Identify custom cloud policies which have ownership access to the subscription.
Match cloud users that are guest accounts.
- More harvesting permissions exception surface properly in the Clouds listing.
- Insight Pack emails sometimes render tables past the bottom of the email, and out of frame.
- AWS GovCloud clouds were failing to harvest account number. Now successfully harvests.
- Some DNS records were missing ‘time-to-live’ value and were failing to type cast. Now None value is supported.
- Public access evaluation diagnosed false-negatives for S3 and Elasticsearch resources in a very specific condition.
- Estimated Monthly Savings for Cloud Advisor Check resource now consistently display currency format.
- Fixed a bug where toggling resource groups in the Insights scope would cause cloud badges to not behave properly.
For Amazon Web Service customers, the role/user policy associated with each connected account will need to be adjusted to include the permissions below. Without these permissions, visibility into the newly supported AWS services will not be possible.
cloudfront:ListDistributions, cloudfront:ListStreamingDistributions, cloudfront:ListTagsForResource, cloudfront:TagResource, cloudfront:DeleteDistribution, cloudfront:DeleteStreamingDistribution, guardduty:GetDetector, guardduty:GetMasterAccount, guardduty:ListDetectors, guardduty:ListMembers, iam:GetSAMLProvider, iam:ListSAMLProviders, lambda:GetAccountSettings, ses:GetIdentityVerificationAttributes, ses:GetIdentityMailFromDomainAttributes, ses:GetIdentityDkimAttributes, ses:GetIdentityNotificationAttributes, ses:ListIdentities, sns:ListTopics, sns:GetTopicAttributes, sns:DeleteTopic, sns:ListSubscriptions, sns:GetSubscriptionAttributes, sns:DeleteSubscription
For customers interested in leveraging the new supported actions within the tool, the following AWS permissions are required.

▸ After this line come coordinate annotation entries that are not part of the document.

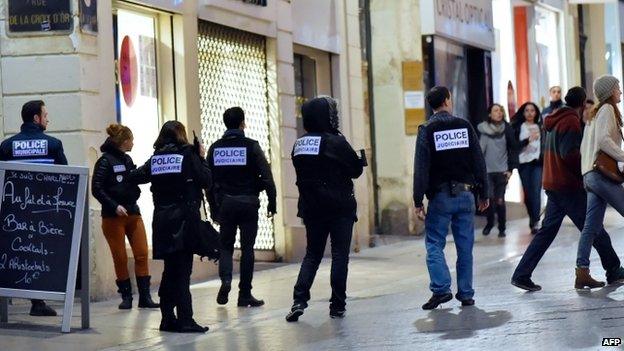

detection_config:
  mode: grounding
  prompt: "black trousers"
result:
[293,217,354,311]
[487,173,507,230]
[158,252,193,323]
[512,190,620,280]
[219,196,260,295]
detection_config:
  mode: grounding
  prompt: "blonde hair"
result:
[106,124,132,147]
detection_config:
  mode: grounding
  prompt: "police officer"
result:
[208,107,276,307]
[0,100,67,317]
[286,96,365,322]
[130,121,211,333]
[414,87,489,310]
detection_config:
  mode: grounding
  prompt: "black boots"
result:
[238,292,264,307]
[30,300,56,317]
[116,278,132,310]
[137,275,160,308]
[217,281,232,305]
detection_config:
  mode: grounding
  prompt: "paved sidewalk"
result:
[0,213,624,351]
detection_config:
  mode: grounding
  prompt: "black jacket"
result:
[131,143,212,259]
[414,112,488,207]
[291,98,363,222]
[91,139,141,217]
[206,129,277,217]
[0,123,67,165]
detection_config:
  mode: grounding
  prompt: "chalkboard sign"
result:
[0,162,89,332]
[7,0,72,33]
[0,170,82,292]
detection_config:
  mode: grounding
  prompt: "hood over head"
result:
[544,105,580,132]
[301,96,339,133]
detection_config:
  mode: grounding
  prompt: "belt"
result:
[436,182,474,192]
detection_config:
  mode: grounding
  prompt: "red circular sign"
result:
[119,35,139,107]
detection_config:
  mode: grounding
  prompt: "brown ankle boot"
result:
[574,267,605,289]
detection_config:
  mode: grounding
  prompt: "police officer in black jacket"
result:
[131,121,212,333]
[0,100,67,317]
[208,107,276,307]
[414,87,489,310]
[286,96,365,322]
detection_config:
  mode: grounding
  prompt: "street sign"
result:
[0,162,89,333]
[7,0,72,33]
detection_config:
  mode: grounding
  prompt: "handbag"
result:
[594,126,624,184]
[184,199,221,263]
[594,151,624,184]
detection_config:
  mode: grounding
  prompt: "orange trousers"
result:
[102,215,149,281]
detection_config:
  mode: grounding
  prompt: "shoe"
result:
[511,278,542,291]
[217,281,232,305]
[158,317,180,333]
[116,278,132,310]
[30,300,57,317]
[423,293,453,310]
[574,267,605,289]
[137,275,160,308]
[178,319,210,333]
[607,266,624,285]
[286,303,306,322]
[238,293,264,307]
[329,310,347,319]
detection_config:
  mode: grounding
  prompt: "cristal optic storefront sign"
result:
[420,0,496,50]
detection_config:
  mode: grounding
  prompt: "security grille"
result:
[197,21,275,250]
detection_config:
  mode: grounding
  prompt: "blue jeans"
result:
[512,191,620,281]
[518,162,542,228]
[576,171,624,268]
[425,191,475,300]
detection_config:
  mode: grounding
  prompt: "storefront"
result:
[421,0,495,126]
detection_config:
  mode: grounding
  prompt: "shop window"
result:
[197,21,275,250]
[113,2,173,246]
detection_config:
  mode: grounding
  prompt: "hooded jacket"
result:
[131,142,212,259]
[542,106,583,192]
[477,121,518,173]
[91,138,141,217]
[291,97,364,222]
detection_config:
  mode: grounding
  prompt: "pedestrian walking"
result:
[414,87,489,310]
[574,75,624,289]
[91,124,159,310]
[131,121,211,333]
[286,96,365,322]
[0,100,67,317]
[477,104,518,238]
[542,85,563,118]
[511,87,624,291]
[511,102,544,234]
[208,107,277,307]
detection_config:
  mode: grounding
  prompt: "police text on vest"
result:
[212,147,247,166]
[152,154,184,175]
[13,139,48,157]
[294,137,321,156]
[433,128,470,151]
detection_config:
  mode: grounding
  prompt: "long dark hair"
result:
[154,121,189,150]
[487,103,507,124]
[511,101,542,127]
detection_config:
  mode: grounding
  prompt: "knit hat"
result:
[594,75,620,102]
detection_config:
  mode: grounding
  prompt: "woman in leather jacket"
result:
[133,121,212,333]
[91,124,159,310]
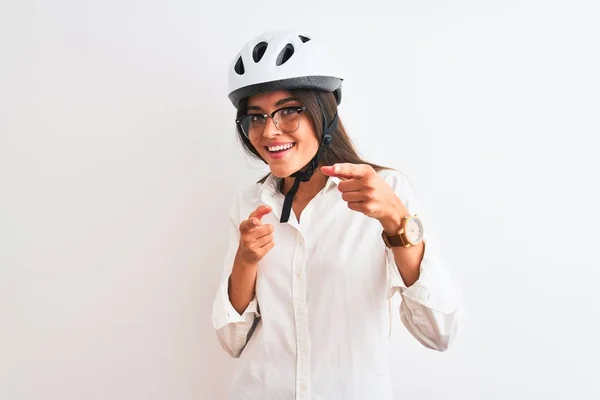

For Microsoft Azure customers, the App registration for each account will need to be adjusted to include the “Read directory data” application permission for the Windows Azure Active Directory API. These permissions are required to support the new Azure IAM functionality.
For all cloud accounts, DivvyCloud will no longer support non-matched bot actions in order to facilitate improved bot performance. For release 18.6 we will have reverse compatibility for users that have bots which use non-matched actions. However, moving into release 18.7 all non-matched support will be removed.